14. Você vai sonhar com comida e com você quebrando a dieta. Tive uns 3 ou 4 e em todos eu acordei desesperada e faminta (mas feliz por ter sido apenas um pesadelo).

15. A sua lista de desejos só faz aumentar com o tempo. Até a última edição desse texto, a minha já tinha: bolos, tortas (doces e salgadas), pizzas, sushis, milkshakes, hambúrgueres, farofas, coxinhas, pipocas e chocolates, claro. Assim, no plural mesmo.

16. Aí, logo após acrescentar um item, vc pensa: “ok, não vou comer tudo isso de uma vez porque senão eu jogo tudo no lixo”

17. Comer fora fica mais complicado, já que as opções diminuem e os preços aumentam. Porém, você come mais em casa e gasta menos!

18. Programas de culinária são, às vezes, torturantes. Inclusive o Bela Cozinha, da Bela Gil.

19. As receitas que brotam no seu facebook viram foodporn. Mesmo que não esteja, a cena final, quando a criação é cortada, é processada em câmera lenta por você.

20. As idas ao supermercado ficam mais rápidas e práticas. Afinal, você só vai a dois setores: frutas/verduras e proteínas.

21. Você passa a comer mais devagar, para ajudar o cérebro e o estômago a se sentirem mais saciados. E ajuda em todo ciclo digestivo também!

22. Você vai ter a impressão de que pensa e fala sobre comida 24 horas por dia. E realmente é verdade.

23. As idas ao cinema ficam mais difíceis. Afinal, como é possível assistir um filme sem um saco de pipoca bem quentinha, crocante, cheirosa, salgadinha no colo?! Por isso, aposte em filmes bons (pelo menos, né…)

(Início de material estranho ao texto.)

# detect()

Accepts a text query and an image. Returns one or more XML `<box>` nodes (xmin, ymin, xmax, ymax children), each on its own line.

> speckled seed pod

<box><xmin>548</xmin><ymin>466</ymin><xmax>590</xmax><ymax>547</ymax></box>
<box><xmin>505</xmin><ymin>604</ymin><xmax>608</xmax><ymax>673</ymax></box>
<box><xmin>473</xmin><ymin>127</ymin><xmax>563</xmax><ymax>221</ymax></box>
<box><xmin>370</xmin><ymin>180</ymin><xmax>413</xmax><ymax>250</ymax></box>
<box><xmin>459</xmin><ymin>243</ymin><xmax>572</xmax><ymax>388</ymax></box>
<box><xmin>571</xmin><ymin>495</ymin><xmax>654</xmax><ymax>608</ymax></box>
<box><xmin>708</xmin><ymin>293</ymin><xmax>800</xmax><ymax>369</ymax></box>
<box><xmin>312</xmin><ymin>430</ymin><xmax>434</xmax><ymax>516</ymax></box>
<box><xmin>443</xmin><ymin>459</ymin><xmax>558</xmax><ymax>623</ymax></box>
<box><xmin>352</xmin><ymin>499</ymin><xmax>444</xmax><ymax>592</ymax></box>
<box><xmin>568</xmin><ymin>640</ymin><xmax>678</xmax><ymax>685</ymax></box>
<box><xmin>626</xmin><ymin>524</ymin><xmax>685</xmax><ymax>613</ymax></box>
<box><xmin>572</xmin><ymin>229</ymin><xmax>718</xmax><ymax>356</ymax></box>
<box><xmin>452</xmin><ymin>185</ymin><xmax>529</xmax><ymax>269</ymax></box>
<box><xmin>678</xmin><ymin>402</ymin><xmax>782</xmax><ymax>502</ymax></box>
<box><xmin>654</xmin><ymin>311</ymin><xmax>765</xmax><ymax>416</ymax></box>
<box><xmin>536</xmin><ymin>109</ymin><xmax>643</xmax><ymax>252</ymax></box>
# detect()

24. As pessoas percebem as mudanças do seu corpo. E comentam. E perguntam.

25. E mesmo se não perguntarem ou não falarem nada, acredite, elas aconteceram messsmo!

26. Você realmente faz certas descobertas do seu organismo. Eu, por exemplo, descobri que minha dor de cabeça não tem nada a ver com ingestão de “porcarias” (agora falta descobrir a real causa)…

27. Uma coisa acaba puxando a outra: o desinchaço/emagrecimento fazem com que você queira “modelar” o que ficou mais flácido, estimulando você a praticar atividades físicas.

28. É muita alegria quando você se olha no espelho e se sente bem. Aí não tem comida que faça você desistir!

29. O sentimento de vitória é incrível. Você percebe que é muito mais forte do que imagina e que a força de vontade é tudo. Em tudo.

30. A foto do antes e depois é motivo de orgulho e vc tem vontade de fazer um pôster para servir de inspiração pro resto da vida. Tipo essas minhas! 😀

antes e depois penteadeira amarela whole30

antes e depois penteadeira amarela whole30

Bom, é isso. Já comecei a segunda fase, de reintrodução dos alimentos (alternada com a dieta do Whole 30, por 15 dias) para, em seguida, fazer uma dieta “normal”, mas confesso que tá bem difícil e estou quase jogando a toalha. O segredo de tudo é lidar com bom humor e realmente encarar como um desafio de superação e autocontrole. Só não invente de fazer esse programa ou qualquer outro tipo de dieta sem recomendação e orientação de um nutricionista ou outro profissional da área, ok?! Ok!